Ada api yang menyala dalam dirinya, yang membuat Cassius menjadi lebih dari sekedar petinju.

"Kali pertama merasakan spiritualitas dalam diriku adalah ketika mengunjungi rumah ibadah muslim di Miami. Seorang pria bernama Brother John bicara dan kalimat yang kudengar adalah, 'Mengapa kita disebut Negro? Itu karena orang-orang putih ingin merampas identitas kita'... Aku menyukai apa yang kudengar dan ingin belajar lebih banyak," kata Muhammad Ali menceritakan kisah hidupnya, seperti dikutip dari Heavy.com.

Pada 1964, ia menggegerkan dunia dengan mengumumkan telah menjadi seorang muslim dan mengganti namanya menjadi Muhammad Ali. Orang-orang bereaksi keras.

Namun, sang petinju kelas berat itu bergeming. "Aku bebas untuk menjadi apa yang kuinginkan. Aku tak harus menjadi apa yang kalian inginkan," kata Lonnie menirukan pernyataan suaminya.

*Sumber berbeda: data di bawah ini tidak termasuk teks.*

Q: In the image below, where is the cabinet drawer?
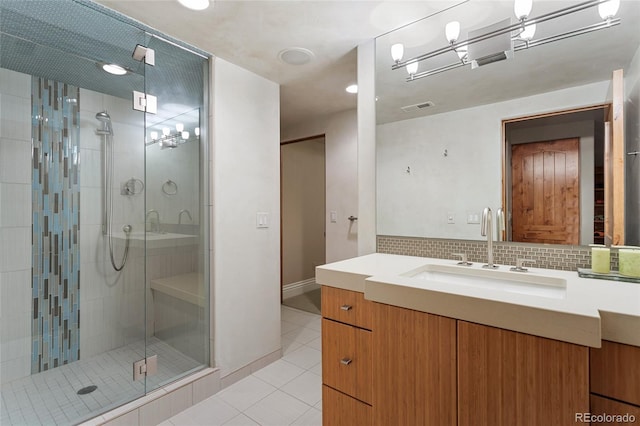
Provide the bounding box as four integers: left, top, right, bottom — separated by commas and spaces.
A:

Tak selamanya Ali bergabung dengan Nation of Islam. Ia kemudian mendalami ajaran Sunni, dan belakangan Sufi.

Perjalanan Ali kemudian membentuknya menjadi pribadi yang lembut dan selalu ada untuk membantu sesama tanpa pandang bulu --apakah yang dibantunya itu berkulit putih, hitam, dari Amerika Selatan, India dari mana pun.

Bahkan, ketika masih menjadi anggota Nation of Islam, ia mendengar rumah jompo untuk kaum Yahudi akan ditutup, Ali pun kemudian mengulurkan bantuan.

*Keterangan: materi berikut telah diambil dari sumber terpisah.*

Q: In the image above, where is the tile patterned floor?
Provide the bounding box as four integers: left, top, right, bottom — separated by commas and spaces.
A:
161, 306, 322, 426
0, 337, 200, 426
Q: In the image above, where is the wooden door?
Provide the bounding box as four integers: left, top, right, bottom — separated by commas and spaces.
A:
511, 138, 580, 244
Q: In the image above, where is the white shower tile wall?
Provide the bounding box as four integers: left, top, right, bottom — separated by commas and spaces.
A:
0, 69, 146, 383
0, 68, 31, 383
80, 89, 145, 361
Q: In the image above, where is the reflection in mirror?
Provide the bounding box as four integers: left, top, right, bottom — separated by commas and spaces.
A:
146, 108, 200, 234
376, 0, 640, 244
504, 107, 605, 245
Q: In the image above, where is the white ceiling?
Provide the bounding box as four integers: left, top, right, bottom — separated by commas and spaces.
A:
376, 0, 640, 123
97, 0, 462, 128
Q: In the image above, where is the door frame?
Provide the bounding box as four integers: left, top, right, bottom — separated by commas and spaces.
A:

"Faktanya, Ali dikelilingi orang-orang dari berbagai latar belakang. Pelatihnya orang Italia, asisten pelatihnya Yahudi, manajernya orang kulit putih, dokter Kuba, dan sahabat terdekatnya adalah pemeluk Kristen. Ia mencintai mereka semua dan menganggapnya sebagai keluarga," kata Lonnie.

Ali selalu berusaha menjadi muslim yang baik. Ia salat 5 kali sehari dan berpuasa Ramadan --meski terkadang kesehatan menjadi penghalang baginya.

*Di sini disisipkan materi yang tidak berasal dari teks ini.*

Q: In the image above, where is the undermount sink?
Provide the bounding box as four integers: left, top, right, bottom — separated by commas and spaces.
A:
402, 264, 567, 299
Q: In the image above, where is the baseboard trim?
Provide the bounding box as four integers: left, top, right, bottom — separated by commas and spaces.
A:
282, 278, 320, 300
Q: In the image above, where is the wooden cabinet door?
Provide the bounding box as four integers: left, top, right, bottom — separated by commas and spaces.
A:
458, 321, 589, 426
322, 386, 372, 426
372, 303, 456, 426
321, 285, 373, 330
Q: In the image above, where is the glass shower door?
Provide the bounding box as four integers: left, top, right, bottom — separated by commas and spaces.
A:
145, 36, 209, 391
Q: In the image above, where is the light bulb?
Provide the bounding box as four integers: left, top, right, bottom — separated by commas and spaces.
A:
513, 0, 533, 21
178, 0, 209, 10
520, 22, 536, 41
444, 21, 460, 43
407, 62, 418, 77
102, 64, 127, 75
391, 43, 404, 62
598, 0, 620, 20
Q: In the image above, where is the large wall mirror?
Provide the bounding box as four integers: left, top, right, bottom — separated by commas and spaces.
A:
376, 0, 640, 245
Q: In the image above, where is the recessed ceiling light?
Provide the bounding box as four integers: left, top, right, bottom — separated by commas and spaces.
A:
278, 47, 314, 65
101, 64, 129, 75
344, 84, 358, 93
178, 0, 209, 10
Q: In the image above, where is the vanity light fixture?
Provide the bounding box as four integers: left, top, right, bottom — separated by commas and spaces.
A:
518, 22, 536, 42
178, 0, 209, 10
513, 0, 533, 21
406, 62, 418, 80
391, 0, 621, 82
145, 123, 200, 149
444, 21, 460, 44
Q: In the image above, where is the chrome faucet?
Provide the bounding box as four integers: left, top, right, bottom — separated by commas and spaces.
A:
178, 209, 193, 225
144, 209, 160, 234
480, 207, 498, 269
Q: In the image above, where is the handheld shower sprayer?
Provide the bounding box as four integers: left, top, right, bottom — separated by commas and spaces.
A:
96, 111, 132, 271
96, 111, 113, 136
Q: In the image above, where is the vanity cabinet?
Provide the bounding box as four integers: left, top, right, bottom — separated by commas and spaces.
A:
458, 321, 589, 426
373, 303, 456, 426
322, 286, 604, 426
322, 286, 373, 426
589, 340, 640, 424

"Ketaatan tak sampai 'membutakannya'," kata sang istri. Ali juga memperhatikan dan merasa empati pada semua orang, bukan hanya sesama muslim.

Ali yakin, mereka yang membunuh sesama manusia yang tak berdosa bukanlah muslim sejati. Ia juga percaya, mereka yang melakukan kejahatan, seperti 9/11, atas nama agama sesungguhnya sedang melakukan kejahatan pada Islam.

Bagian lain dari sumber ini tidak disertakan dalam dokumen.